This example, through numpy analysis of stock price CSV file reading and writing
CSV (comma-separated value, comma separated values) is a common file format, usually the database is the file is a CSV format, each field in the file corresponds to the columns in the database table.
Here is a file in CSV format, this article is an example of this file data.
Data structure as follows diagram
Each data corresponds to the first listed stock code to identify the stock (the Apple stock Code is AAPL), the second column is in the DD-MM-YYYY format, and the third column is empty, followed by the opening price, the highest, the lowest and the closing price, and the last is the volume of the day.
We can read and write through the NumPy LoadText () and Savetext () functions.
# reading data from File
# ' data.csv ': filename
# delimiter: Separator
# usecols: Column subscript # Unpack of data taken:
return array
c,v = Np.loadtxt (' Data.csv ', delimiter= ', ', usecols= (6,7), unpack=true)

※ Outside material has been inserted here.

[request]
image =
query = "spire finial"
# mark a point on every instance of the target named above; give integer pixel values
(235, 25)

# Read the closing price and volume data
Write
x = y = z = Np.arange (0.0,5.0,1.0)
np.savetxt (' Test.csv ', X, delimiter= ', ') # x Array
np.savetxt (' Test.csv ', (x, Y,z)) # x,y,z is a one-dimensional array
np.savetxt (' Test.csv ', X, fmt= '%1.4e ') # using exponential notation
Volume weighted Average price
Read volume data and closing price data first
C,v = Np.loadtxt (' data.csv ', delimiter= ', ', usecols= (6,7), unpack=true)
# Calculates the average price of the volume
Vwap = Np.average (c, WEIGHTS=V)
V_mean = Np.average (c)
print (' arithmetic average: {}, Weighted average: {} '. Format (V_mean, vwap))

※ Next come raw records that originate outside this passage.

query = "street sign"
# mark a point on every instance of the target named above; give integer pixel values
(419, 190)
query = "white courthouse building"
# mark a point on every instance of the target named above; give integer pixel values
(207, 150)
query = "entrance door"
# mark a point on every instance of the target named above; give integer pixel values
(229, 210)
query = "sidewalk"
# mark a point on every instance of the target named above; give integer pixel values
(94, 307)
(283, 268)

' Arithmetic average: 351.0376666666667, weighted average: 350.5895493532009 ' '
# time Weighted average price
t = Np.arange (len (c))
Twap = Np.average (c, weights=t)
print (' time weighted average: {} '. Format (twap) ')
' time Weighted average: 352.4283218390804 '
maximum value and minimum value
Find the highest price and lowest price
# read the highest and lowest price
h,l = np.loadtxt (' data.csv ', delimiter= ', ', usecols= (4,5), unpack=true)
# Maximum value in the highest price
H.max () # 364.9
# Minimum value
l.min () # 333.53
# Interval difference: NP.PTP ()
H_PTP = NP.PTP (h) L_PTP
= NP.PTP (l)
print (' The difference for the highest price is: {:. 2f} '. Format (H_PTP))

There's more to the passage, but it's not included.